Pocillopora danae is now a synonym of this species (WoRMS accessed January 2022).

This species is widespread and common. Global level, species-specific population data are limited; however, coral reefs have declined globally and are expected to continue rapidly declining due to increasing severe bleaching conditions under temperature stress caused by climate change as well as a variety of other threats. Our species-specific vulnerability traits analysis indicates this species is moderately susceptible to major threats related to coral reef degradation (e.g., disease and bleaching). We applied two analytical approaches involving two different global coral datasets and the species’ distribution map as proxies to infer population decline. Based on global coral cover monitoring data, this species experienced a suspected decline of less than 25% over the past three generations, or since 1989. Based on the projected onset of annual severe bleaching (ASB) conditions via both SSP2-4.5 and SSP5-8.5 scenarios of global climate model data, in combination with the species’ depth range, distribution and bleaching vulnerability, this species is suspected to decline by at least 62% over the next three generations, or by 2050. Since the species qualifies for a higher category under the projected decline, we therefore list it as Endangered A3ce.

This species is distributed in the Red Sea, the Gulf of Aden, the southwest, northwest and central Indian Ocean, the Andaman and Nicobar Islands (Mondal et al. 2019), South Africa (Kruger and Schleyer 1998, Ridgway et al. 2001), the central Indo-Pacific, tropical Australia, southern Japan, the South China Sea (Yang et al. 2021), the oceanic West Pacific, the Marshall Islands (Richards and Beger 2013), the central Pacific, Palmyra Atoll (Williams et al. 2008), Hawaiian Islands, Johnston Atoll, and the Far Eastern Pacific. It is also confirmed from northern Vietnam and Taiwan (Huang et al. 2015).

In the Eastern Tropical Pacific, this species is found in Mexico: Baja California Sur, Nayarit, Jalisco, Colima, Michoacán, Guerrero and Oaxaca (Glynn and Ault 2000, Reyes-Bonilla 2003, Reyes-Bonilla et al. 2005); Costa Rica: mainland Costa Rica including Cocos Island (Glynn and Ault 2000); Panama (Glynn and Ault 2000); Colombia: mainland Colombia including Malpelo Island (Glynn and Ault 2000); Ecuador: mainland Ecuador (Glynn and Ault 2000, Glynn 2003) and the Galapagos (Veron et al. 2016).

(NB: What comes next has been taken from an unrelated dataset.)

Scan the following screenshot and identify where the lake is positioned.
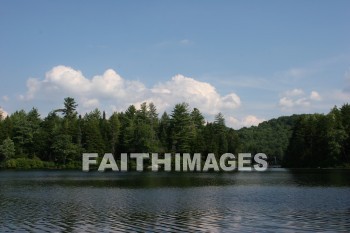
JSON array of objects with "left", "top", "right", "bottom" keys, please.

Glynn and Ault (2000) reported this species throughout the Eastern Tropical Pacific, while Glynn (2003) later recorded this species as present on the mainland coast of Ecuador. It is not reported by Cortes and Jimenez (2003), Mate (2003), or Zapata and Vargas-Angel (2003) in Costa Rica, Panama, or Colombia, respectively. Additionally, Reyes-Bonilla (2003) considered this species as a synonym of P. elegans. Reyes-Bonilla (2002) discussed the uncertain taxonomic status of P. verrucosa and P. elegans, and suggested that more detailed morphological and genetic studies are needed to clarify the issue of whether they should be synonymised. However, Reyes-Bonilla et al. (2005) reported Pocillopora verrucosa and Pocillopora elegans as valid species. 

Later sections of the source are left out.